7 ways warehouse clubs get you hooked. The low prices and large sizes entice shoppers into buying way more than they need. A lesser-known strategy is the absence of music in stores like Costco and BJ’s:
This never occurred to me until behavioral and marketing psychologist Elliott Jaffa pointed it out: There’s no music playing in the background. “They want you in that store forever,” Jaffa says. There’s no fast music to make you shop faster.
When the sun has risen and is shining its rays, open the shades and let the light in. Make sure interiors of windows are not blocked by books, clutter or even hanging laundry.
10 bad things we have all done for good money. Not bad like murder or pimping or anything, but bad as in having:
Taken on clients or work we know in our hearts we shouldn’t have.
Put work or attaining money above our health.
11 unusual uses for household items. The potato, for example, can be useful for removing broken light bulbs:
Cut the potato in half and jam it onto the broken part of the bulb, then twist, [Bargainomics' Judy Woodward] Bates says. Just be sure to turn off the breaker first.
Be sure to only eat the half of the potato without light bulb shards in it too.

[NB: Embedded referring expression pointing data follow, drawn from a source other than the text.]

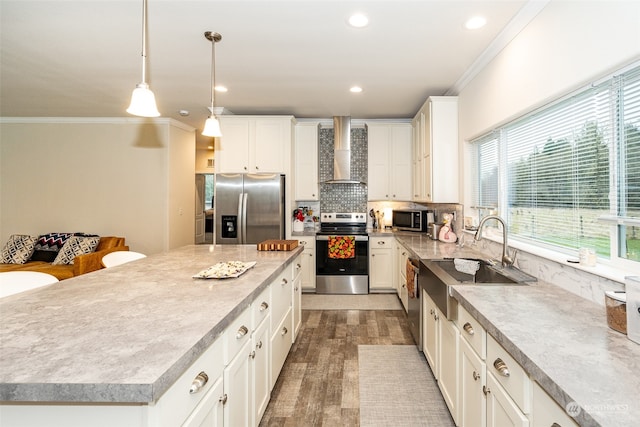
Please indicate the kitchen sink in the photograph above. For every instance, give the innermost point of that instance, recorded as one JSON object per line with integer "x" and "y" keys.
{"x": 438, "y": 275}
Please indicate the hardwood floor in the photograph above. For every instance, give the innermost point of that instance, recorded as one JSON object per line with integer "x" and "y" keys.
{"x": 318, "y": 385}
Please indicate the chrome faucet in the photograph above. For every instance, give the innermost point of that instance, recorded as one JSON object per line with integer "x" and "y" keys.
{"x": 507, "y": 261}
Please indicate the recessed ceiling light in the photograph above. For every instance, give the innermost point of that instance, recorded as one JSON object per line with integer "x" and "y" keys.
{"x": 475, "y": 23}
{"x": 358, "y": 20}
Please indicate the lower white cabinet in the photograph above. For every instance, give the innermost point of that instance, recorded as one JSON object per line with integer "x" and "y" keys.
{"x": 381, "y": 261}
{"x": 472, "y": 377}
{"x": 501, "y": 409}
{"x": 448, "y": 359}
{"x": 308, "y": 263}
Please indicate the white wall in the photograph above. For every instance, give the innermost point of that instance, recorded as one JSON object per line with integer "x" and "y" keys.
{"x": 123, "y": 177}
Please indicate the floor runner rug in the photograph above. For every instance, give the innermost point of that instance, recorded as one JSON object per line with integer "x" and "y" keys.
{"x": 351, "y": 302}
{"x": 397, "y": 388}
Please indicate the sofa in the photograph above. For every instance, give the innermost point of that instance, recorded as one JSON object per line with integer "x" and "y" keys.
{"x": 39, "y": 256}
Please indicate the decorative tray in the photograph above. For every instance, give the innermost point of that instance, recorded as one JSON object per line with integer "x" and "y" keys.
{"x": 225, "y": 270}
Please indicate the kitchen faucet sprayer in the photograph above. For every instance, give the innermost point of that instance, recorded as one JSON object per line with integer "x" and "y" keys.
{"x": 507, "y": 261}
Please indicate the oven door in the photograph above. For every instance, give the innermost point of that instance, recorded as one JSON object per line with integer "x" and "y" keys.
{"x": 358, "y": 265}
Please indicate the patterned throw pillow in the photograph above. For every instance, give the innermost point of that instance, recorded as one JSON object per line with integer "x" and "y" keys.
{"x": 18, "y": 249}
{"x": 76, "y": 245}
{"x": 48, "y": 246}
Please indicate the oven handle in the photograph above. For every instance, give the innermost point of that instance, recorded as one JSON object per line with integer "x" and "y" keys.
{"x": 358, "y": 238}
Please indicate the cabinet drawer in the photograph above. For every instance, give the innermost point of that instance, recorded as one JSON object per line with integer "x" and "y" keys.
{"x": 281, "y": 297}
{"x": 236, "y": 335}
{"x": 178, "y": 402}
{"x": 280, "y": 346}
{"x": 509, "y": 374}
{"x": 296, "y": 267}
{"x": 260, "y": 308}
{"x": 473, "y": 332}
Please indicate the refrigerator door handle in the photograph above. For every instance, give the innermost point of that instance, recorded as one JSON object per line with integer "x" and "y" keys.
{"x": 243, "y": 239}
{"x": 240, "y": 219}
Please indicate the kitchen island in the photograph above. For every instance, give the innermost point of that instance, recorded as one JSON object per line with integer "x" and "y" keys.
{"x": 123, "y": 335}
{"x": 561, "y": 340}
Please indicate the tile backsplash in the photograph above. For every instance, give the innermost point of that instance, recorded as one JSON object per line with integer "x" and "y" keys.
{"x": 343, "y": 197}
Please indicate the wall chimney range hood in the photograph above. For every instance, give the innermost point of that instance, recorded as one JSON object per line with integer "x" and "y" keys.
{"x": 342, "y": 152}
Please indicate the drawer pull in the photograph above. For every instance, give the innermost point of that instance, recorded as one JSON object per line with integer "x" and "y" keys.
{"x": 468, "y": 328}
{"x": 242, "y": 331}
{"x": 502, "y": 367}
{"x": 198, "y": 382}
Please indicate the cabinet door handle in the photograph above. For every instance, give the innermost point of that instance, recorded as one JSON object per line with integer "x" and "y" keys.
{"x": 468, "y": 328}
{"x": 501, "y": 367}
{"x": 242, "y": 331}
{"x": 198, "y": 382}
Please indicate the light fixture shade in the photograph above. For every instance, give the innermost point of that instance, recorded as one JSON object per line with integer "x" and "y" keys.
{"x": 212, "y": 127}
{"x": 143, "y": 102}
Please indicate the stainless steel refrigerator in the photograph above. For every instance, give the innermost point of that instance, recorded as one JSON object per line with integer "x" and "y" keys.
{"x": 249, "y": 208}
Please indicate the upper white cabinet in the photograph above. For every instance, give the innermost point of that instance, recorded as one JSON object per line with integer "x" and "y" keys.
{"x": 254, "y": 144}
{"x": 389, "y": 172}
{"x": 435, "y": 143}
{"x": 306, "y": 161}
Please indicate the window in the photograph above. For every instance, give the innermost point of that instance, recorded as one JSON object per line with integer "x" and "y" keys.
{"x": 567, "y": 176}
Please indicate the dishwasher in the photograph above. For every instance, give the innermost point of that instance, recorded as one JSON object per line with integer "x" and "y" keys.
{"x": 414, "y": 306}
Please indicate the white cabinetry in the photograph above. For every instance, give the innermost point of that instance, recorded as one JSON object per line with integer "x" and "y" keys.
{"x": 306, "y": 161}
{"x": 436, "y": 164}
{"x": 254, "y": 144}
{"x": 440, "y": 347}
{"x": 389, "y": 161}
{"x": 281, "y": 322}
{"x": 402, "y": 254}
{"x": 308, "y": 261}
{"x": 296, "y": 303}
{"x": 381, "y": 261}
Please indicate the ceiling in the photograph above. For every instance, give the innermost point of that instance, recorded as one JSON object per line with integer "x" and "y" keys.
{"x": 65, "y": 58}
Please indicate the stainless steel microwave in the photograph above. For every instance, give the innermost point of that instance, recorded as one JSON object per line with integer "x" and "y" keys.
{"x": 412, "y": 219}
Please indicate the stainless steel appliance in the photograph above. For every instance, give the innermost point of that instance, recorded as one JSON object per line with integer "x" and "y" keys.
{"x": 249, "y": 208}
{"x": 412, "y": 219}
{"x": 349, "y": 275}
{"x": 414, "y": 307}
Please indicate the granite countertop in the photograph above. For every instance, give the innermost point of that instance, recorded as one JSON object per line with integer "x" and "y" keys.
{"x": 561, "y": 339}
{"x": 126, "y": 333}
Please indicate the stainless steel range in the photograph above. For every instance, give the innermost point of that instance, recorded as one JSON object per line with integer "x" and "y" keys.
{"x": 342, "y": 254}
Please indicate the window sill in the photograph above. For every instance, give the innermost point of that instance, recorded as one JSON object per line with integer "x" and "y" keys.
{"x": 612, "y": 273}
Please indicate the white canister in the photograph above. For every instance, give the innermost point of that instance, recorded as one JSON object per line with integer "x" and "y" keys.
{"x": 632, "y": 286}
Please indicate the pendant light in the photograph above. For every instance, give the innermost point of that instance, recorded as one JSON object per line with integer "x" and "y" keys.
{"x": 212, "y": 126}
{"x": 143, "y": 102}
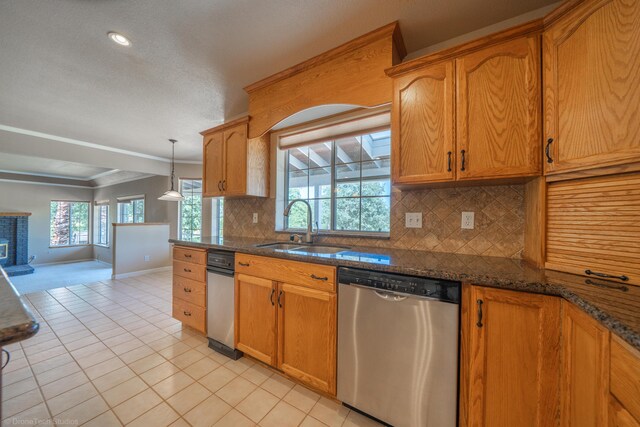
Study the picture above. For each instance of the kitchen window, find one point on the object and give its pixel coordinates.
(68, 223)
(131, 210)
(346, 180)
(190, 218)
(101, 224)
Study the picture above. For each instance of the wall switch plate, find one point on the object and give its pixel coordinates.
(413, 220)
(468, 220)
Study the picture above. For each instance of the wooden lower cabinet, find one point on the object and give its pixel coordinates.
(585, 369)
(510, 358)
(307, 336)
(291, 327)
(255, 318)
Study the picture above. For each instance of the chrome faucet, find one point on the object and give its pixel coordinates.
(309, 235)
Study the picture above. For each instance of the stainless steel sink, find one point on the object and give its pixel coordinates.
(320, 249)
(310, 249)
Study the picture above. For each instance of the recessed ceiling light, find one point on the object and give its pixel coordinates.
(119, 38)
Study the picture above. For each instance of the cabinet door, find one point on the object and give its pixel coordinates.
(213, 165)
(235, 147)
(422, 126)
(513, 358)
(498, 111)
(591, 93)
(307, 336)
(255, 317)
(585, 369)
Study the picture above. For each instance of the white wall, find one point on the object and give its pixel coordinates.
(36, 198)
(140, 247)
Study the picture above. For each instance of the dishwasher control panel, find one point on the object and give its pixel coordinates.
(444, 290)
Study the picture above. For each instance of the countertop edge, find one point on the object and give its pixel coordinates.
(543, 286)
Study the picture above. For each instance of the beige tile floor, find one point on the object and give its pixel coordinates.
(109, 354)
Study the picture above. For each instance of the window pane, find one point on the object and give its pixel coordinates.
(59, 224)
(378, 187)
(320, 183)
(319, 155)
(376, 214)
(348, 214)
(298, 184)
(348, 150)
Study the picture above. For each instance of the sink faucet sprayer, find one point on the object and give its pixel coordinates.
(309, 235)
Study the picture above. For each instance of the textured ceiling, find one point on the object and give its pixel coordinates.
(61, 75)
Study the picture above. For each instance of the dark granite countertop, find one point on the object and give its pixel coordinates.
(615, 306)
(16, 320)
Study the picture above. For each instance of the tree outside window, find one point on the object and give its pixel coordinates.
(68, 223)
(190, 225)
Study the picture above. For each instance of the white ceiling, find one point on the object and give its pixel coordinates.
(189, 60)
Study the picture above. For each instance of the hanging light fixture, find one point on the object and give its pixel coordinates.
(172, 195)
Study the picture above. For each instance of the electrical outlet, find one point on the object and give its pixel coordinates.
(413, 220)
(468, 220)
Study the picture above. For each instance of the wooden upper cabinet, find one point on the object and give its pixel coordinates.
(585, 369)
(498, 111)
(591, 59)
(235, 147)
(510, 358)
(255, 318)
(307, 336)
(213, 166)
(422, 126)
(234, 165)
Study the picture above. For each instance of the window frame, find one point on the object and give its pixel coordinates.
(333, 230)
(131, 199)
(98, 225)
(89, 224)
(180, 204)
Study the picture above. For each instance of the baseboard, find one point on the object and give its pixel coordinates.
(141, 272)
(62, 262)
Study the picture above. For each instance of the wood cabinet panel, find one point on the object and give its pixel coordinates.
(585, 369)
(307, 336)
(498, 111)
(321, 277)
(191, 315)
(235, 146)
(591, 58)
(190, 271)
(619, 416)
(422, 126)
(213, 165)
(190, 291)
(255, 317)
(511, 354)
(625, 376)
(195, 256)
(592, 225)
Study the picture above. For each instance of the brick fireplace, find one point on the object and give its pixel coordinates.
(14, 243)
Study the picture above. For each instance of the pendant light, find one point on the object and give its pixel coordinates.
(172, 195)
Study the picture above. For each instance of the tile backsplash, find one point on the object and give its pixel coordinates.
(499, 221)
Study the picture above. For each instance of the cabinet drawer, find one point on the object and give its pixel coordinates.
(280, 270)
(190, 291)
(190, 315)
(195, 256)
(190, 271)
(625, 376)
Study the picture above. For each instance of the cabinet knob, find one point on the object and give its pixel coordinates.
(547, 150)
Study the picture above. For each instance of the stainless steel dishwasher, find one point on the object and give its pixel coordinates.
(398, 347)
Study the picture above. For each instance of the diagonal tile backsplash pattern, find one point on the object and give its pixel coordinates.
(499, 221)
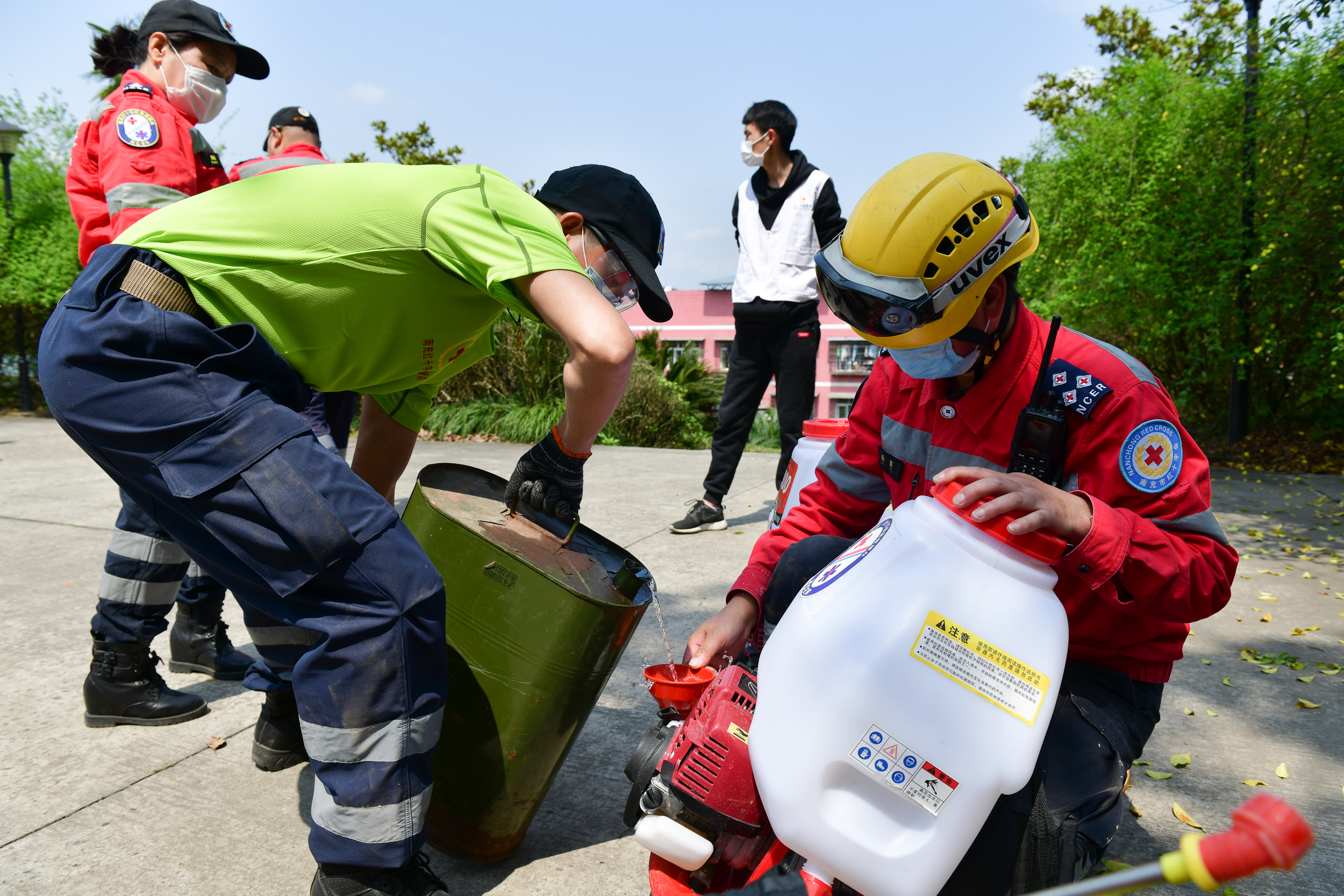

11 outrageous taxes. Taxes and fees are so commonplace, so expected, that maybe “outrageous” is too strong a word. I’d say “silly” or “annoying” are more to the point. Splitting hairs, I suppose. In any event, there are plenty of taxes consumers wish would go away, such as:
New York is cracking down on enforcing the tax on prepared food. One of their targets: the beloved bagel. If you buy a whole bagel and take it home with you, it’s tax free. But, if you purchase a bagel to eat at the bagel shop, you’ll have to pay sales tax.
13 things your cell-phone rep won’t tell you. Among the insights and tips from actual cell-phone sales staffers that’ll save you money are:
Resist the temptation to get a new phone the moment your contract expires. Wait a few weeks and we’ll start dangling all sorts of discounts and incentives in front of you.
14 ways to save money on groceries. We’re not talking about using coupons or getting deals, but about strategies that’ll help you get more out of the food you buy and avoid having to constantly throw stuff out. For example:
To keep herbs tasting fresh for up to a month, store whole bunches, washed and sealed in plastic bags, in the freezer. When you need them, they’ll be easier to chop, and they’ll defrost the minute they hit a hot pan.
136 discounts just for seniors. As one commenter to this post wrote, “I knew there had to be something good about getting older.” The discounts listed include savings on travel, clothing, groceries, movies, hardware stores, and tons and tons of restaurant meals. Here’s one sample discount from Kohl’s:
Kohl’s operates 1,067 department stores in 49 states offering rock-bottom prices on clothing for the entire family.
Offer: Receive a 15% discount on Wednesdays, if you’re 62+.